Si avec Finis Terrae et Mor Vran Epstein a atteint son apogée artistique, Le Tempestaire constitue peut-être son chef-d’œuvre. Dans ces trois films, Epstein cherchait le merveilleux dans le réel. Ici, il opère une véritable transmutation du réel pour le transformer en merveilleux. Par l'usage des images et des sons, il applique un procédé alchimique qui transforme la matière brute en un monde fantastique. Le réel est toujours là et le film repose sur un fort aspect documentaire (les scènes du port, le phare, les tisseuses...) et la captation en direct des événements (la tempête qu'il aurait pu reconstituer ou retravailler par les optiques mais qu'il choisit de filmer réellement). Mais ce réel se couvre d'une autre dimension, Epstein nous invitant par le biais du langage cinématographique à avoir une autre perception du monde qui nous entoure. C'est en observant les choses et en jouant sur les cadres et les lumières qu'Epstein crée cette sensation d'inquiétante étrangeté qui parcourt tout le film. Il ne fabrique pas ce merveilleux, ce fantastique, il l'arrache du réel. Par la puissance du cinématographe, les faits les plus quotidiens se transforment, deviennent autre chose, se chargent de signification, se font symboles et métaphores. « Ce n'est pas inventer. J'ai essayé. Il est défendu d'inventer. Car si la plus laborieuse, prudente et vraisemblable élucubration, conventions admises, peut être figurée à satisfaction par d'adroits symboles : acteurs, décors, jamais elle ne s'applique sans prendre l'air d'un masque, sur hommes et choses qui sont, sur pays qui vivent. » (« Les approches de la vérité », Photo-ciné, nov 1928)

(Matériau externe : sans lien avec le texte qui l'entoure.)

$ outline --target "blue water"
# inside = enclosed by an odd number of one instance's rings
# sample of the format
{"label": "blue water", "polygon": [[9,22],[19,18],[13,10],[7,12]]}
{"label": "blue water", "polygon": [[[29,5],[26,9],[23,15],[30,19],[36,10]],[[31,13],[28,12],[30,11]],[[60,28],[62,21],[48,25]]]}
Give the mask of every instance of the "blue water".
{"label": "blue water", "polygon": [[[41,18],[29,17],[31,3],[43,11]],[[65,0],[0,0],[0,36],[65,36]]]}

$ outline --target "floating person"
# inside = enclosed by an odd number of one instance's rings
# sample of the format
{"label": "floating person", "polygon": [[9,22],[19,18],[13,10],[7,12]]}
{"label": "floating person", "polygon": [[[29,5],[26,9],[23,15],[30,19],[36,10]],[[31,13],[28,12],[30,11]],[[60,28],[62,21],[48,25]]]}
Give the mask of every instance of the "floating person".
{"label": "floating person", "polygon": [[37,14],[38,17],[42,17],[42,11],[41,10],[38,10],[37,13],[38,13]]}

Cette transmutation du réel passe notamment par la façon dont Epstein utilise des éléments qui se transforment avec le temps, qui évoluent à l'écran mais dans une autre temporalité que celle qui nous serait donnée à voir à l'état naturel, sans en passer par cette machine d'enregistrement, de restitution et de transformation du réel qu'est le cinéma. Le temps est une question qui parcourt toute l'œuvre d'Epstein, son œuvre filmée mais plus encore son oeuvre écrite. C'est, d'évidence, sa grande obsession et il n'a cessé jusqu'à la fin de sa vie d'étudier, de décortiquer, de triturer ce concept. Epstein voit le cinéma en quatre dimensions. S'il prophétise souvent dans ses écrits l'arrivée proche du relief (mais aussi de la couleur et du son), il voit déjà le cinéma muet et en noir et blanc doté d'un dimension supplémentaire : le temps. Un temps que la machine ne fait pas que capter mais dont elle met aussi en évidence la relativité, démontrant sa nature véritable faite de variations et de modulations en fonction des perspectives, tout comme l'espace.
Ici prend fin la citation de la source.